HGEN47100 Lab 1

2021-04-02

Categories: lab

Created by Max Winston; modified by Charles Washington III, Ankeeta Shah, and Yanyu Liang

This class is designed to introduce a variety of concepts, methods, and tools utilized in statistical genetics. The majority of tools used to employ these methods and concepts require basic knowledge of computing languages, specifically Unix and R. In today’s lab, we will cover the basic syntax of these languages and some basic commands necessary for operating statistical genetics programs. By the end of this lab, you should understand how to perform the following:

Navigate in R and Unix
Download and install software packages in Unix
Write looped bash commands to run in Unix
Manipulate large text files in Unix
Import data files into R
Manipulate and visualize files in R

Commonly used commands in Unix

List of Basic Commands

Command	Description
pwd	Print working directory (tells you where you are)
cd	Change directory
mkdir	Make directory
ls	List information about files
mv	Moves or renames files or directories
rm	Deletes files (can remove directories with -rf)
cp	Copy a file to a new location (can copy directories with -r)
scp	Secure copy a file (for transferring files between a remote server and local system)
cat	Concatenate and print the content of files to screen
sed	Stream editor (for searching, finding, and replacing text)
“pipe”	Uses the output of one command as the input for another
>	Writes output into file (must enter file name after, will overwrite)
>>	Writes output into file (must enter file name, will append, not overwrite)
curl	Transfer a URL (downloads something from the Internet)
wget	Transfer a URL (downloads something from the Internet)
tar	Creates tape archives and adds or extracts files
ssh	Remote log-in command (Secure Shell client)
emacs	Opens emacs text editor
vim	Opens vim text editor
nano	Opens nano text editor
man	Access manual for any command (exit = q)
top	Observe computer’s tasks
sort	Sorts a file (extensive options to direct this command)
head	Look at the first ten lines of file (useful for large files)
tail	Look at the last ten lines of file (useful for large files)
./	Existing directory (not a command)
../	Directory contaiing existing directory (not a command)
grep	Prints lines matching a pattern (helpful for manipulating large files)

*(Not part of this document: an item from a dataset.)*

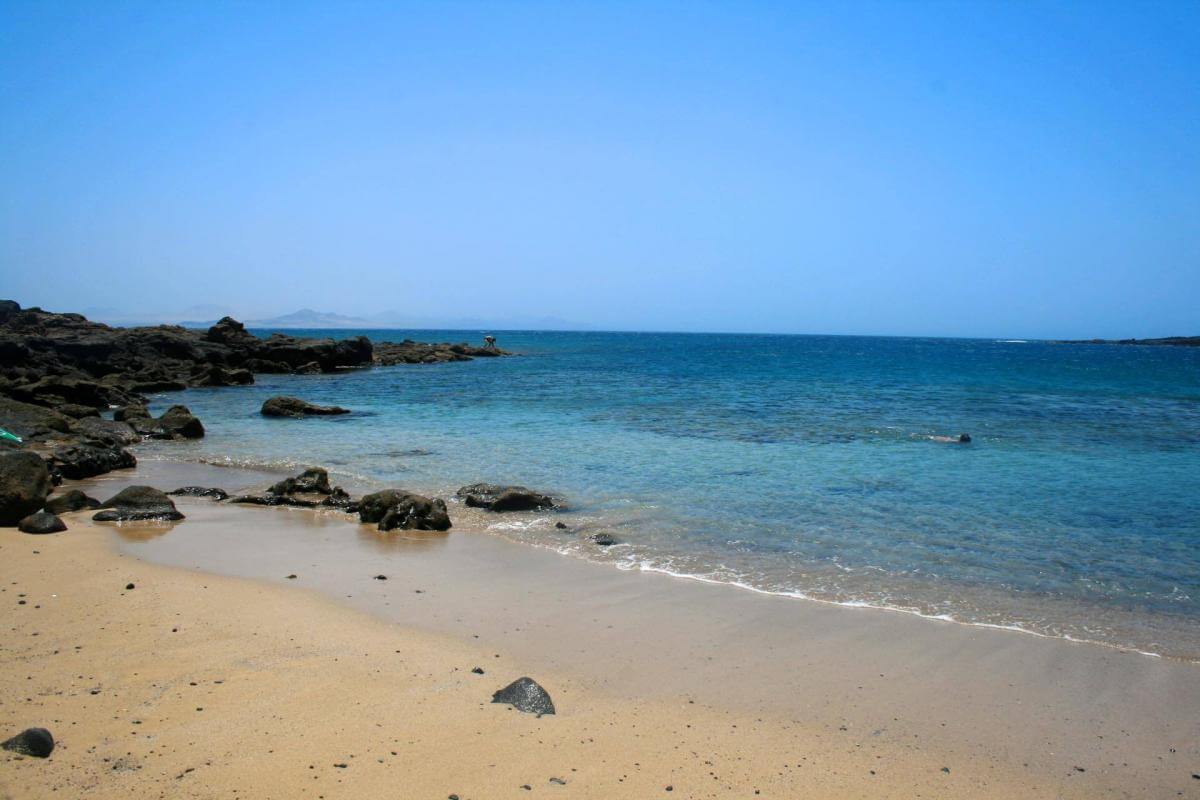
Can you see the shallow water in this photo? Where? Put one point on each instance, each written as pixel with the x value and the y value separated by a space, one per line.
pixel 799 464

SLURM specifics	Description
sbatch	Submits a job to the server
sinterative	Submits an interactive job to the server (Our labs will use it a lot)
squeue	Status of a job you’ve submitted to the server

Logging in and moving files

For the remainder of the document, please notice that steps requiring actions will generally be in bold. For example, Open Terminal if you are on a Mac.

Each of you should have been assigned a username on the server. You will use a Secure Shell client to log in to your home directory on the server. You can do this by:

ssh <username>@midway2.rcc.uchicago.edu

Note that you will be prompted to enter your password. One somewhat counter-intuitive facet of password entry in Unix is that there is no indiciation on-screen of characters being typed in. This is an intentional security feature, in order to prevent onlookers from inferring the length of your password. Type in your password when prompted. The midway2 server has recently implemented two-factor authentication, so you will next be prompted to log in with DUO, enter a passcode, or receive a call. After you do one of these three things, you should be on the server.

Using the commands listed above, do the following in your home directory:

1) Make your own directory.
2) Make a second directory.
3) Look where your directories live.
4) Move one of your directories into the other.
5) Change directory to your new directory.
6) Look inside your new directory.
7) Move to the original directory.
8) Read more about the rm command.
9) Delete both directories you’ve made.
10) Create a directory called for this lab session and move into it.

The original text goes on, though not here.